To learn more about how ShipBob can grow your business and save you time and money in the long run, click the button below to start a conversation.
Supply chain forecasting FAQs
Here are some of the most commonly asked questions related to supply chain forecasting.
What are forecasting methods used in supply chains?
There are several different forecasting methods used in supply chain management. Depending on the amount of data you have to work with, you can choose between qualitative and quantitative forecasting methods, or a combination of both.
Qualitative forecasting methods use market research and other industry analyses to make predictions when there is a lack of data. Qualitative data is more accurate as it uses historical data and trends to make a prediction on future outcomes.

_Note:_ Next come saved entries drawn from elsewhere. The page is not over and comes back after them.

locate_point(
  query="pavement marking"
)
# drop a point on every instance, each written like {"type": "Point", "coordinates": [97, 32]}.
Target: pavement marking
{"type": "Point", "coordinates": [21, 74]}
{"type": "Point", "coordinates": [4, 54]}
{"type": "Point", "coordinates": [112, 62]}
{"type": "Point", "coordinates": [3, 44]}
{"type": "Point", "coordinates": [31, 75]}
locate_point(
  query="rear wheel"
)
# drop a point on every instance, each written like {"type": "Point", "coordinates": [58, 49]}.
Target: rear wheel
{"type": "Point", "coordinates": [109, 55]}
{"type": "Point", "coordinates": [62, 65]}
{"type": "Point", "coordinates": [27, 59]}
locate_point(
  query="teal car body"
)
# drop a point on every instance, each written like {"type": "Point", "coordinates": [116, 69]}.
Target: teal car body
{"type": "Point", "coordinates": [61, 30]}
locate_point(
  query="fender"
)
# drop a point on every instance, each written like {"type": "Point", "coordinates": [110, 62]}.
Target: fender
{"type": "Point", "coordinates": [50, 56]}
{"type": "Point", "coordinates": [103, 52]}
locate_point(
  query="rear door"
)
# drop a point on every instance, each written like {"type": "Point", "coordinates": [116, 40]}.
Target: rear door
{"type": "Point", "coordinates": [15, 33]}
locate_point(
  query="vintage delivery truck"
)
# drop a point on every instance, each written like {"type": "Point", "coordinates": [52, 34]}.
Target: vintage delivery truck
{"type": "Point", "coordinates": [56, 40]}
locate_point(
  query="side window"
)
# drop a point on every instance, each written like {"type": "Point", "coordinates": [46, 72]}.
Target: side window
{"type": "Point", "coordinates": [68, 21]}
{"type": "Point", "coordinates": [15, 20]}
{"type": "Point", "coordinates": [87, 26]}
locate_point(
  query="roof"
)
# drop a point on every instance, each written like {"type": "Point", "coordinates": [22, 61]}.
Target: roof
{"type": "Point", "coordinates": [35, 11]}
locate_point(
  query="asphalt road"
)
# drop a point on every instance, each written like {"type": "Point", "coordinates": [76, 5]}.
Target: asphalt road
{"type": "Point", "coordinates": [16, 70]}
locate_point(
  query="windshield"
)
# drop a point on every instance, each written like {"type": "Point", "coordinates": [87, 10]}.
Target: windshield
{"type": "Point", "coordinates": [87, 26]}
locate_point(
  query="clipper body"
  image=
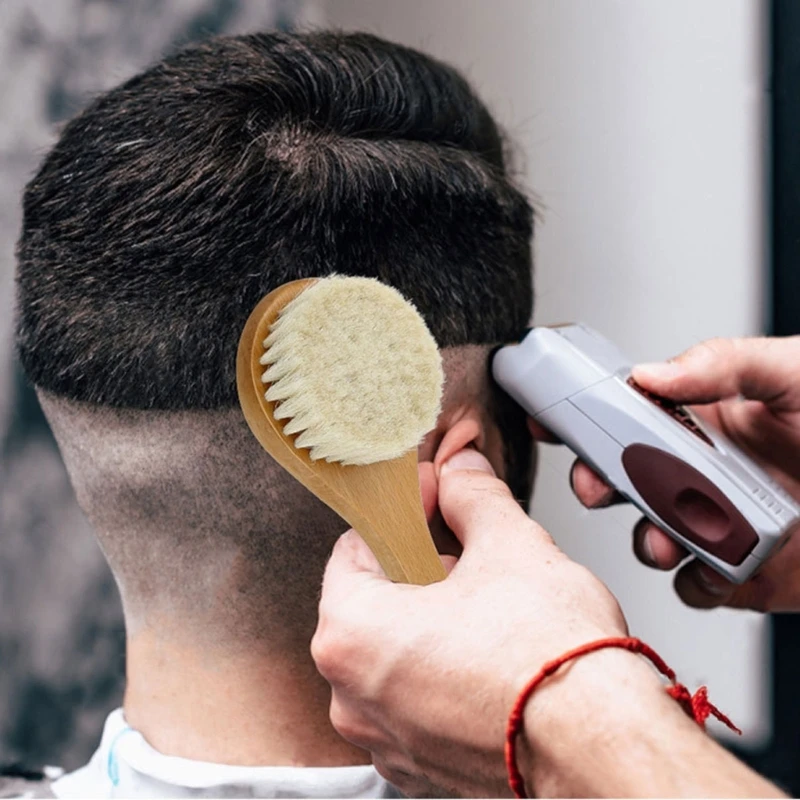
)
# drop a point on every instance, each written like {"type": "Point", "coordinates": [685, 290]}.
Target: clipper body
{"type": "Point", "coordinates": [686, 477]}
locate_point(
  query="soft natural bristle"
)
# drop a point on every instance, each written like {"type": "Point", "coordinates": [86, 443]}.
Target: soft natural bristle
{"type": "Point", "coordinates": [354, 370]}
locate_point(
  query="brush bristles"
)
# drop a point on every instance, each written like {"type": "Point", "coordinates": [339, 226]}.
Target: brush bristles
{"type": "Point", "coordinates": [353, 369]}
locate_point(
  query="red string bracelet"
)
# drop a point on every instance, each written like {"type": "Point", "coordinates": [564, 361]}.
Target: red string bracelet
{"type": "Point", "coordinates": [697, 706]}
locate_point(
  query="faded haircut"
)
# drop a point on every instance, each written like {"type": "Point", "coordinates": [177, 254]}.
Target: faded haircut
{"type": "Point", "coordinates": [174, 202]}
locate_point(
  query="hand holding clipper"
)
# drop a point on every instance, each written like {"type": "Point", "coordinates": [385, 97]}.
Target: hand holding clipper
{"type": "Point", "coordinates": [685, 476]}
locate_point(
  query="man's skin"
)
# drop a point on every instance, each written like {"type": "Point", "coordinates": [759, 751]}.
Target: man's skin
{"type": "Point", "coordinates": [201, 684]}
{"type": "Point", "coordinates": [464, 648]}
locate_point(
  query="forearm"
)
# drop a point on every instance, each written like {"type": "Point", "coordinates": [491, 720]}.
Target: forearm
{"type": "Point", "coordinates": [604, 726]}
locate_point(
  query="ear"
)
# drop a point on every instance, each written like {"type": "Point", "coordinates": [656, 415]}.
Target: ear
{"type": "Point", "coordinates": [466, 428]}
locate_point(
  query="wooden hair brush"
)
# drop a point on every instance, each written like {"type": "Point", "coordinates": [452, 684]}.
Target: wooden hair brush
{"type": "Point", "coordinates": [339, 379]}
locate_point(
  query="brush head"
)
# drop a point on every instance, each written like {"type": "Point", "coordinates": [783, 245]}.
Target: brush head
{"type": "Point", "coordinates": [354, 371]}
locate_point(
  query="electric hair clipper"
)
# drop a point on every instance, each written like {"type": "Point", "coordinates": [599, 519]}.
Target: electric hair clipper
{"type": "Point", "coordinates": [685, 476]}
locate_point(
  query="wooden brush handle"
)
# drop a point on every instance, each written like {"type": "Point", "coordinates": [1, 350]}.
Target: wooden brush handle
{"type": "Point", "coordinates": [392, 521]}
{"type": "Point", "coordinates": [381, 501]}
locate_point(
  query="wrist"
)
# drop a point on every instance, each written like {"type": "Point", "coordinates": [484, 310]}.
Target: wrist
{"type": "Point", "coordinates": [583, 720]}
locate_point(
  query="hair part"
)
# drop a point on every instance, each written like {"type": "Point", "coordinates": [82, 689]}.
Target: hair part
{"type": "Point", "coordinates": [173, 203]}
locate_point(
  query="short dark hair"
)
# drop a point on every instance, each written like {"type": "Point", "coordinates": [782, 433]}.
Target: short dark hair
{"type": "Point", "coordinates": [174, 202]}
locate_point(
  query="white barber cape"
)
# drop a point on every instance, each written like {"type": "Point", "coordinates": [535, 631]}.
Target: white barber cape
{"type": "Point", "coordinates": [125, 765]}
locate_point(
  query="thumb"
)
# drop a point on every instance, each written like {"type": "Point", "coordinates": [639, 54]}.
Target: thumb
{"type": "Point", "coordinates": [351, 563]}
{"type": "Point", "coordinates": [758, 368]}
{"type": "Point", "coordinates": [475, 504]}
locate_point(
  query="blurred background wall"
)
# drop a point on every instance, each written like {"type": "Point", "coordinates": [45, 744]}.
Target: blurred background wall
{"type": "Point", "coordinates": [639, 127]}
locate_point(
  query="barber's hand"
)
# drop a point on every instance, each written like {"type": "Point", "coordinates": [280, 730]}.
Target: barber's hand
{"type": "Point", "coordinates": [425, 677]}
{"type": "Point", "coordinates": [750, 390]}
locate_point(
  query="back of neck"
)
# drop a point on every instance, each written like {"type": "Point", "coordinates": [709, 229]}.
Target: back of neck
{"type": "Point", "coordinates": [243, 706]}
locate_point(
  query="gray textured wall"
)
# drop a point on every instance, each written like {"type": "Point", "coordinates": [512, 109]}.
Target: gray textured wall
{"type": "Point", "coordinates": [61, 632]}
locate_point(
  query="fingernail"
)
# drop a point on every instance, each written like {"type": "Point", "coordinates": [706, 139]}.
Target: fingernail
{"type": "Point", "coordinates": [647, 551]}
{"type": "Point", "coordinates": [661, 370]}
{"type": "Point", "coordinates": [468, 459]}
{"type": "Point", "coordinates": [709, 581]}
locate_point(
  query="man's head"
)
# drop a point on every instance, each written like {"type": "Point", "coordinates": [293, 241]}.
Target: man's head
{"type": "Point", "coordinates": [168, 208]}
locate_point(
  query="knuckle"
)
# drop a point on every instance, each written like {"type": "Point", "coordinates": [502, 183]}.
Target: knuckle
{"type": "Point", "coordinates": [331, 653]}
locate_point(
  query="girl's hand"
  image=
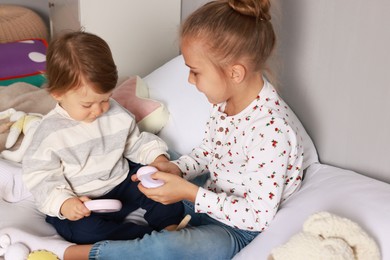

How does supply chain forecasting work?
Supply chain forecasting works by taking past data and trends, plus qualitative research to make predictions on everything from production timelines to customer demand. There are several ways to make forecasting predictions, from using historical order data to conducting market research, to identify whether or not certain products are in high demand.
How does supply chain forecasting improve operations?
Supply chain forecasting improves operations by preparing for unexpected events, delays, and fluctuations in the demand. By using data and other insights to make better decisions, you can optimize costs, meet demand, and keep your supply chain running.